Totally personal taste, but I find photorealism to be boring and aesthetically lazy. You have all the possible styles in the world to choose from, and you choose... the one that's literally surrounding us all the time?

But for Google Cardboard, there's a practical reason to be non-photorealistic! The graphical & rendering quality isn't going to be as good as an Oculus, so, one really shouldn't try to get super-high-rez, high-polygon graphics on a Cardboard. It'll just look bad.

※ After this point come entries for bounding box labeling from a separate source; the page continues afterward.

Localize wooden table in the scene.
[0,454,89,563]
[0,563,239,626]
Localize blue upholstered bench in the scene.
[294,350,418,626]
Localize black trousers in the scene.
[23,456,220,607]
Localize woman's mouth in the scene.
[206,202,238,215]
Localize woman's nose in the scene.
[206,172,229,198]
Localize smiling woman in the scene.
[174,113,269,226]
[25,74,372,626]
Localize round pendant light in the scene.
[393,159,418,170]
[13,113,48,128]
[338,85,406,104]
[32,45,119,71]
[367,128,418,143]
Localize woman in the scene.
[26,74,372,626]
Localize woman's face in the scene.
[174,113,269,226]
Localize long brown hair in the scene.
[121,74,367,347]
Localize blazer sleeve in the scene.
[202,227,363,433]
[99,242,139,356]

But something as stylistic as Windy Day? Perfect.

The action waits for you:

What if something happens and the viewer's not looking? is a pretty valid question. And, after testing Windy Day over and over, I found their solution to this answer to be brilliantly simple. Just wait until the viewer's looking.

Here's what they do: if you're not looking where you're supposed to, the characters just play a loop in the spot they're at, until you look back. The music, if there is any, also loops. (but also gets quieter if you're looking at the wrong spot)

Guiding the head:

Windy Day also guides you smoothly with motion and audio. It's pretty basic what they do - just follow the things that are moving, and the audio lowers if you're not looking at the right spot.

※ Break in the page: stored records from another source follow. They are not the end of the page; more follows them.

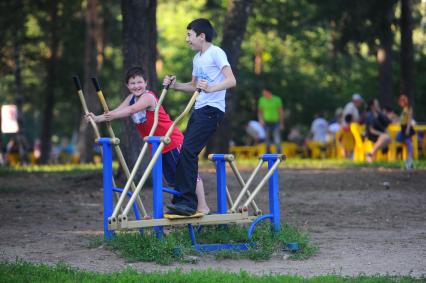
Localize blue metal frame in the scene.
[98,138,114,240]
[262,154,281,232]
[147,137,164,239]
[98,138,143,239]
[98,143,281,252]
[213,154,228,214]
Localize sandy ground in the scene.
[0,166,426,277]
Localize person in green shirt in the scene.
[257,88,284,153]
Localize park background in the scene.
[0,0,426,164]
[0,0,426,282]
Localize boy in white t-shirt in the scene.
[163,19,236,216]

But here's some thoughts on other ways to guide the head, that I didn't see in Windy Day. Using stereo audio to get the viewer to look left/right. Using sharply contrasting light to guide viewers to the light. Things appearing from offscreen, making you want to look in that direction. And so on, who knows!

Questions for VR filmmaking:

Should the camera move? A third-person camera stays still in Windy Day, but another third-person camera moves in Lucky's Tale, and both work fantastically well.

Should the camera be in first-person? The only not-weird-feeling VR demos I've seen in first-person (and most demos are first-person, "ooh you're really there") are ones where the camera is still. Having the player look around naturally, but move with a controller just feels weird.

How do we do cuts and transitions? With VR films, sometimes cuts feel weird, sometimes they don't. I haven't tried enough to know when they're weird or not. How would transitions work? Impossible geometry? Simple fade-to-black? Would fading scenes look weird in VR, since it won't seem like fading images, it'd seem like the whole world is fading?


In summary, the biggest thing to remember in VR filmmaking: the viewer is co-creating the movie. And you've got to guide their eyes and head, with as much leeway as you can get away with. Don't worry, it's not a problem unique to VR - theatre, comics, infographics... all visual artists face the problem of guiding-the-eye, to different degrees. This problem's already half-solved.

But that's enough talk.

This all excites me, so I'm going to put my currency where my words-hole is, and make a short 2.5D virtual reality film.


(from a Google Cardboard test I did a while back)

At the worst, it'd be a very interesting failure.